Although I tried my best to avoid him, he then appeared quite near me, where I was using the self scan till. This conversation took place:

Me: "It might be a good idea if you wait outside while your partner does the shopping, as you have a cough."

(He looked stunned, as though the idea hadn't occurred to him.)
Him: "Oh, it's just a cough, I don't have a temperature!"

Me: "That's a symptom, you might have it, you don't know."
Him: "I've been to the doctor... I don't have it."

Me: "So, have you had the test then? Did you have a negative result?"
Him: "The doctor said I'm fine... " (He looked shifty, like he was tempted to lie but found it difficult while I fixed my gaze on him.)
Me: "Even if you haven't got it, people are bound to be anxious when you're coughing all over the store. It really would be best if you wait outside."
Him: "Mmm... maybe... "

All the time his partner said nothing. I got the impression she was a bit embarassed to be with him, as she knew how others would view his germ ridden presence.
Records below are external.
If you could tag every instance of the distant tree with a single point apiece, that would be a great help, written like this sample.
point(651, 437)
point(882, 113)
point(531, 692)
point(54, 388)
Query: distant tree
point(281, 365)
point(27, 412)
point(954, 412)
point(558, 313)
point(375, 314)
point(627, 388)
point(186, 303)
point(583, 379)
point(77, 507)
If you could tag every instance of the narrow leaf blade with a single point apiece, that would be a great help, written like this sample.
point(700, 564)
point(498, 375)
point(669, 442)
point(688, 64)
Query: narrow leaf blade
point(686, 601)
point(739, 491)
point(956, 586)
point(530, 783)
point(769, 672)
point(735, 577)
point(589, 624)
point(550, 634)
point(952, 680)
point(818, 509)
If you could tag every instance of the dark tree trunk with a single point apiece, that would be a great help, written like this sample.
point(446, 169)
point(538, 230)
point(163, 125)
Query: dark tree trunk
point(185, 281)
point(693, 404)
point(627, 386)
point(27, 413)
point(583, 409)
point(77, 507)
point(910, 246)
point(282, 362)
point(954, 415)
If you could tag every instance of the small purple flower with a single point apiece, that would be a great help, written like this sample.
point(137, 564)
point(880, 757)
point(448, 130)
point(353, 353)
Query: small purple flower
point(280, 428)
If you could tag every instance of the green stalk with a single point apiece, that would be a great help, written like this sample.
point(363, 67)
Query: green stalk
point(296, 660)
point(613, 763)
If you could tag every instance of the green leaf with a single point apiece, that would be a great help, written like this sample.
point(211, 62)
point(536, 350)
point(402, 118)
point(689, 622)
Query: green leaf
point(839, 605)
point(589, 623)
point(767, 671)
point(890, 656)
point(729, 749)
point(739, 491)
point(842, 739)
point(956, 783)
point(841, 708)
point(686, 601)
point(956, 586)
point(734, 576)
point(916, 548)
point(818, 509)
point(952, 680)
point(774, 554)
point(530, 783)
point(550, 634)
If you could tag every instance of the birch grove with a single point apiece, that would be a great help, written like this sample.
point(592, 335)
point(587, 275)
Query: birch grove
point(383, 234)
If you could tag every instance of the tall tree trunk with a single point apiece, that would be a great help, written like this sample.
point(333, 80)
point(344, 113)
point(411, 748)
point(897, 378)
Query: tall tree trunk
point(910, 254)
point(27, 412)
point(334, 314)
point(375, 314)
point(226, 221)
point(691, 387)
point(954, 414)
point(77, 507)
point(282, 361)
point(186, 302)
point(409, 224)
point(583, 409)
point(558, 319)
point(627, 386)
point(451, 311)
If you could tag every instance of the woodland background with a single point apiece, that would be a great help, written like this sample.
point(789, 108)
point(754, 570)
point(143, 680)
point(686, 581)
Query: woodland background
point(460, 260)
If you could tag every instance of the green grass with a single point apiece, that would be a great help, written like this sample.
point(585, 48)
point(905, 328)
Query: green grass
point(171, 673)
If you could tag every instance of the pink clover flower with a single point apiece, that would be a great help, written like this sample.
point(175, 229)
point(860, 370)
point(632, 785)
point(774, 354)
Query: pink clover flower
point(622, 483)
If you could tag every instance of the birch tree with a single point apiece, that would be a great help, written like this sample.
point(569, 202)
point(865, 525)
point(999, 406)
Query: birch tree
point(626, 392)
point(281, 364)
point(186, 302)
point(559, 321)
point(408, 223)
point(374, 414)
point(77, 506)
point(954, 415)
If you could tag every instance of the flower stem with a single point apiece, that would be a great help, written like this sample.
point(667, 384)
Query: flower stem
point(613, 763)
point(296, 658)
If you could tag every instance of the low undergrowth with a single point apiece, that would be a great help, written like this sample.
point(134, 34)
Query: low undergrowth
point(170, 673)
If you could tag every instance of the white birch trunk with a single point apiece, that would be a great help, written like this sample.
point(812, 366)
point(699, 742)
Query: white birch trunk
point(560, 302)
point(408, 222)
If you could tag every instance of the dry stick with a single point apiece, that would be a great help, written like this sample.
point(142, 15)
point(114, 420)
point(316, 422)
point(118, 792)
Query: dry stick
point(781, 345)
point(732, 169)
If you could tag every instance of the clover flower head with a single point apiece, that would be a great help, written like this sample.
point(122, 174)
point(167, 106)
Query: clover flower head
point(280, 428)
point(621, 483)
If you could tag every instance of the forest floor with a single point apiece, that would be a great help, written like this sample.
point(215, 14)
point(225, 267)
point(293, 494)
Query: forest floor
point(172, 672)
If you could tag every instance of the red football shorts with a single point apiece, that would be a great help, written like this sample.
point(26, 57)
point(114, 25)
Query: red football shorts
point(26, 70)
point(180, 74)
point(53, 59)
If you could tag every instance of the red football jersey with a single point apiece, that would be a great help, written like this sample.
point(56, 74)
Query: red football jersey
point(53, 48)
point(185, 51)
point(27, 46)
He then sloped off. AIBU to think that he had no reason to accompany another (able bodied) adult around the shop, and should have known better than to behave so thoughtlessly during this health crisis?

OP posts:
inflam · 04/04/2020 07:51

If his reply was he had lung cancer he'd be even more stupid as he should be at home as he would be particularly at risk

I don't think you can judge that as 'stupid' - it's personal choice and there are many reasons why someone with lung cancer may choose to go out.

inflam · 04/04/2020 07:53

I’m really surprised by the beginning of this thread, if more people challenged those who are (potentially in this case) putting the rest of us in danger by being twats and thinking the rules don’t apply to them,

We don't actually know he was a 'twat' who thinks the rules don't apply to him though, so we? All we know is that a man with a cough was in a supermarket. We don't know if it was a new continuous cough, or one he had for 20 years.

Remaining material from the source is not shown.